Nathan Mayfield is an unlikely savior of inner-city Trenton. A former troublemaker from the wrong part of town, he used to think that saving himself meant leaving his shrinking, dying city. But when his dad became ill, and he realized that leaving wasn't an option, the young school guidance counselor found himself buying a new house two years ago in an area long famous for drugs, violence, and race riots. He couldn't be happier.

"It's like something in a cocoon that, after a struggle, becomes a butterfly," Mr. Mayfield says of Canal Banks, now lined with newly constructed homes.

He harbors dreams of dental school, but while the country endures economic meltdown, he plans to stay put. "This city has a lot of potential, and a part of the city reaching that potential is [by] making sure there is no exodus from the city," he says.

The Canal Banks transformation was a long time coming. For the past 12 years, this section of Trenton has been ground zero for one of the most ambitious federal affordable housing programs in decades. The experiment is just now coming to completion here, reviving debate over what it will take to revitalize troubled neighborhoods at a time when cities have been chastened by job losses and skyrocketing foreclosures.

The idea to rescue Canal Banks and 10 other unstable areas nationwide relies on an idea – homeownership – that now might seem almost quaint, if not misguided. The Homeownership Zone (HOZ) demonstration program, launched in 1996 by the US Department of Housing and Urban Development, has tried to turn entire neighborhoods around by flooding small, poverty-stricken areas with hundreds of new homes to be purchased by working-class, mostly first-time home buyers.

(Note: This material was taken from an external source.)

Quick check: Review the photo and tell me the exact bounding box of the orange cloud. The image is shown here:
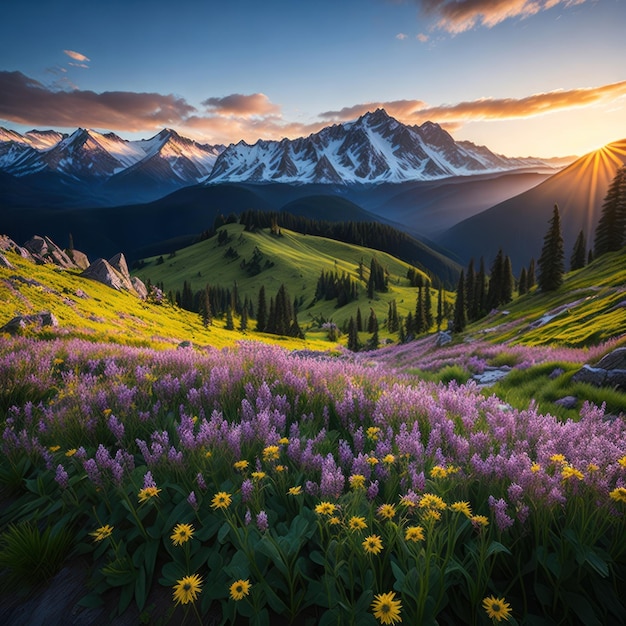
[0,71,196,132]
[63,50,90,65]
[202,93,280,117]
[416,0,585,33]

And it's an effort that seems to be working. Only a small handful of homes have gone into foreclosure – the result, administrators say, of extensive, mandatory pre-and postmortgage counseling that steered homeowners away from adjustable-rate loans.

"The intent was really to remake these neighborhoods, to give them some sort of identity," says John Kromer, a senior consultant at the Fels Institute of Government at the University of Pennsylvania and Philadelphia's former director of housing. "It was very ambitious.... It really was a radical departure from what had been done before."

Before the HOZ experiment was launched, the federal government had mostly retreated from building affordable housing. High-rise housing projects had largely been written off as dangerous failures that concentrated poverty. The HOZ project flipped this first strategy on its head, requiring a comprehensive neighborhood plan, a mix of people from different income categories, a mandate to work with the community and local NGOs, and permanent single-family homes.

"I think it's one of the more intelligent things HUD has done in its history," says Alan Mallach, a senior fellow at the Brookings Institution and Trenton's director of Housing and Economic Development at the time of the HOZ launch. "Homeownership is not a panacea, it's not for everyone, and doing it wrong can create more harm than good. But the fact is, it can be a valuable tool to stabilize and strengthen neighborhoods."

Different cities pursued radically different strategies in pursuit of the HOZ goals, with some demolishing troubled neighborhoods entirely. Others, like Trenton, adopted an "in-fill" strategy, buying up vacant properties and lots, and constructing in the gaps between other buildings.

All projects had to reserve at least half of newly constructed homes as affordable housing. But sales of market-rate homes – a sign of the strength and desirability of a neighborhood to higher-income individuals – has varied greatly.

In Canal Banks, incomes were $10,000 less than in the city as a whole. Manufacturing jobs were disappearing. The area had lost almost a quarter of its population from 1990 to 2000.